While electric-vehicle (EV) makers and the start-up community have lauded the Budget for announcing steps to boost the e-mobility revolution in the country, traditional automakers said they were disappointed that little had been done for the beleaguered industry.

Two-wheeler companies in the EV sector — such as Hero Electric, Revolt Intellicorp, Ather Energy, Kinetic Green, Tork Motors, 22Kymco and Log 9 Materials — said the Budget announcements would boost their industry.

“This Budget has been very promising for our industry. This is the start of a revolution. We believe that three years from now, things will change rapidly, and India will be ahead of the curve in its (EV) adoption rate,” Rahul Sharma, Founder, Revolt Intellicorp, said.

Similarly, Ather Energy, which is backed by Flipkart co-founder Sachin Bansal and Hero Motocorp, said the income-tax benefit to the end-customer could go up to ₹7,000-8,000 per vehicle.

Tarun Mehta, CEO and co-founder, Ather Energy, said the Budget has addressed concerns on the upfront cost of purchasing EVs.

“This is the best example of a consumer-driven change, and it is also how Ather envisions the EV sector to achieve scale and growth. It now becomes imperative that OEMs (original equipment manufacturers) chalk out plans to allow the industry to scale up and meet the demand for compelling products.”

Deduction on interest

Finance Minister Nirmala Sitharaman, in her maiden Budget, said that to make EVs affordable to consumers, the government will provide an additional income-tax deduction of ₹1.5 lakh on the interest paid on loans taken for their purchase.

“This amounts to a benefit of around ₹2.5 lakh over the loan period to the taxpayers who take loans to purchase electric vehicles,” the FM said.

She added that the government had already moved the GST Council to lower the GST rate on EVs from 12 per cent to 5 per cent.

The government in April had extended the Faster Adoption and Manufacturing of (Hybrid and) Electric Vehicles (FAME)-II scheme to encourage the adoption of the EVs. Following the approval, the Cabinet also approved an outlay of ₹10,000 crore for a period of three years which commenced on April 1.

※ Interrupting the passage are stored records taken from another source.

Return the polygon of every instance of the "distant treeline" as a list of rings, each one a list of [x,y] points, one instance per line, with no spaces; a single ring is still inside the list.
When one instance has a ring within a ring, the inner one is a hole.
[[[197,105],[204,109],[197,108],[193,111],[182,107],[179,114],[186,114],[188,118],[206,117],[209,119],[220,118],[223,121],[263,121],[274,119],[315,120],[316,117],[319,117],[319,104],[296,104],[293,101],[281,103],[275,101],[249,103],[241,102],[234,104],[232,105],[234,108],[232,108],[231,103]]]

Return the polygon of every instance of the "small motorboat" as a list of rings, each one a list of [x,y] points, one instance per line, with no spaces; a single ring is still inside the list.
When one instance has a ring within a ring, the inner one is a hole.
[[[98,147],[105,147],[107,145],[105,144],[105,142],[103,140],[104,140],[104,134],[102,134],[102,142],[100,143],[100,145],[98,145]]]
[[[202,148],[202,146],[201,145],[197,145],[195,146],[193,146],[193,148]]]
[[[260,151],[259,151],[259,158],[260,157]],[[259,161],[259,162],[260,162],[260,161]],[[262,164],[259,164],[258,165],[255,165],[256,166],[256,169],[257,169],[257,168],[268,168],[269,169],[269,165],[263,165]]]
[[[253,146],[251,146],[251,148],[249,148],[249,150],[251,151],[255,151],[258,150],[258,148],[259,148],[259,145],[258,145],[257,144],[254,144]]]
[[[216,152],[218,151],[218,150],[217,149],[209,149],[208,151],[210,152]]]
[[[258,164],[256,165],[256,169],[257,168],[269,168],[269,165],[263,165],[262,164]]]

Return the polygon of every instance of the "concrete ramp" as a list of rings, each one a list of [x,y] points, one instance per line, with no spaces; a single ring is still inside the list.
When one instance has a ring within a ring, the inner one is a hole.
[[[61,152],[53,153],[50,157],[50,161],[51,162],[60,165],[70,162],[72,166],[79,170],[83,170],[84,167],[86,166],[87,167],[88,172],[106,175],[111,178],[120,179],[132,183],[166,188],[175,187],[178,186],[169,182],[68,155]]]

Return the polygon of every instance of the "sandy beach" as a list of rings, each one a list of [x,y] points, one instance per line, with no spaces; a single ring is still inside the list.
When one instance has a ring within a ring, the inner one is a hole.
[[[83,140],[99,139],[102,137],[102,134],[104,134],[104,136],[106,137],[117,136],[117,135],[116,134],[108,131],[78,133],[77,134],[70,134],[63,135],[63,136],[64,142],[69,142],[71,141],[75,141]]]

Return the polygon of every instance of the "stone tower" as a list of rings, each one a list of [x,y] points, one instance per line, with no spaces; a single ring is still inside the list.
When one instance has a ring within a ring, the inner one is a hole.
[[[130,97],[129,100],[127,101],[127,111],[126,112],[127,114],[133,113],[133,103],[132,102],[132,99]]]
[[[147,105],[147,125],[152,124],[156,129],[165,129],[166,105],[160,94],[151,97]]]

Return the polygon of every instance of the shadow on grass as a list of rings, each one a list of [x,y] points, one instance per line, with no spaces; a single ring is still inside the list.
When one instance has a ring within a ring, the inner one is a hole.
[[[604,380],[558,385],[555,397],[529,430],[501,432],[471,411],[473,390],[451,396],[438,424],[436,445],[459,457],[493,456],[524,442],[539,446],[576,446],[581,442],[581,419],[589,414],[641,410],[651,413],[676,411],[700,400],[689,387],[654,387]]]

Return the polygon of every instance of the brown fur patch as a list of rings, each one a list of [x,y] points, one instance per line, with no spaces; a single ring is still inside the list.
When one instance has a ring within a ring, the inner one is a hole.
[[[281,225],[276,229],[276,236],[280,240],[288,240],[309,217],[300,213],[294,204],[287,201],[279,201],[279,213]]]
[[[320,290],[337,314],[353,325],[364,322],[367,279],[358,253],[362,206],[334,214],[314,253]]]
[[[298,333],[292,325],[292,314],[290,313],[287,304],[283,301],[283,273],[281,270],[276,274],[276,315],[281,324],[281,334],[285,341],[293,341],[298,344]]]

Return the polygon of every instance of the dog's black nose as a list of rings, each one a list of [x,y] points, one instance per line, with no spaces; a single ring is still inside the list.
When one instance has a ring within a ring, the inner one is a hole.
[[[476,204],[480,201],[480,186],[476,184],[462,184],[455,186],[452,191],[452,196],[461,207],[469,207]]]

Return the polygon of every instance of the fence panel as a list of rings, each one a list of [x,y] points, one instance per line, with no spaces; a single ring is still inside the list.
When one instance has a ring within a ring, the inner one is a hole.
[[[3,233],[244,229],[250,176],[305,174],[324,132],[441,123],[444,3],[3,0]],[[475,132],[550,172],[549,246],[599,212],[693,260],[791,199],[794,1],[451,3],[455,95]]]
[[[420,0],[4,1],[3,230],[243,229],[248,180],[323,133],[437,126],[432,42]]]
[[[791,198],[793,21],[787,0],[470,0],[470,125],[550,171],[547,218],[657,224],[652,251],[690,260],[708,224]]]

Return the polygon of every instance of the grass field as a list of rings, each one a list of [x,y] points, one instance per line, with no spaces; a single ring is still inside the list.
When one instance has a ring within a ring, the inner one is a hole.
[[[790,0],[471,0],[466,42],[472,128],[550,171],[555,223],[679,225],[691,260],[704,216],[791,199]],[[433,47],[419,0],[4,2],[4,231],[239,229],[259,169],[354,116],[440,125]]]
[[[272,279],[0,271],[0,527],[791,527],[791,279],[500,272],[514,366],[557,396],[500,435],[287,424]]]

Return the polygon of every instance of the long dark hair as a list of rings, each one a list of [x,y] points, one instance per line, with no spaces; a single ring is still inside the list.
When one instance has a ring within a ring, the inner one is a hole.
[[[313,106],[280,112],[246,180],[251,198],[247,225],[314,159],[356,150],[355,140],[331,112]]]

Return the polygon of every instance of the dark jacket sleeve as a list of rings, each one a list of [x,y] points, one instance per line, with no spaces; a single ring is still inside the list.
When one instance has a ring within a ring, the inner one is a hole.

The Society of Manufacturers of Electric Vehicles (SMEV), representing the EV industry, said the decision to incentivise EV manufacturing was a move in the right direction. It would help in the creation of a local manufacturing base and encourage component manufacturers to invest in the sector, it said. “Additionally, bringing down the custom duty on lithium-ion cells to nil (zero) would further cut down the cost of batteries and help local battery manufacturers to scale up the business,” Sohinder Gill, Director General, SMEV, said.

‘Not recognised the distress’

However, the Society of Indian Automobile Manufacturers (SIAM), the industry body which represents most of the traditional auto companies, said the Budget was not in line with what had been done by the government during the previous two similar slowdowns.

“It is disappointing that the FM has not recognised the distress in the auto sector and not come out with any kind of support or stimulus,” Rajan Wadhera, President, SIAM, said. “In fact, increasing the duties on auto parts and putting an additional cess on petrol and diesel could drive up the cost of vehicles,” he said.

Plans in motion

The EV-friendly move was also welcomed by companies which have plans to go electric in the near future, or already have such a fleet in their portfolio.

These include Hyundai Motor India (which will launch Kona on July 9), MG Motor (will bring out its eZS in September) and Tata Motors (which already has the Tigor electric). “Private buyers, who were earlier not considered for a subsidy through FAME-II, will now have a reason to seriously consider an EV with the tax exemption of up to ₹1.5 lakh,” said Shailesh Chandra, President, Electric Mobility Business and Corporate Strategy at Tata Motors.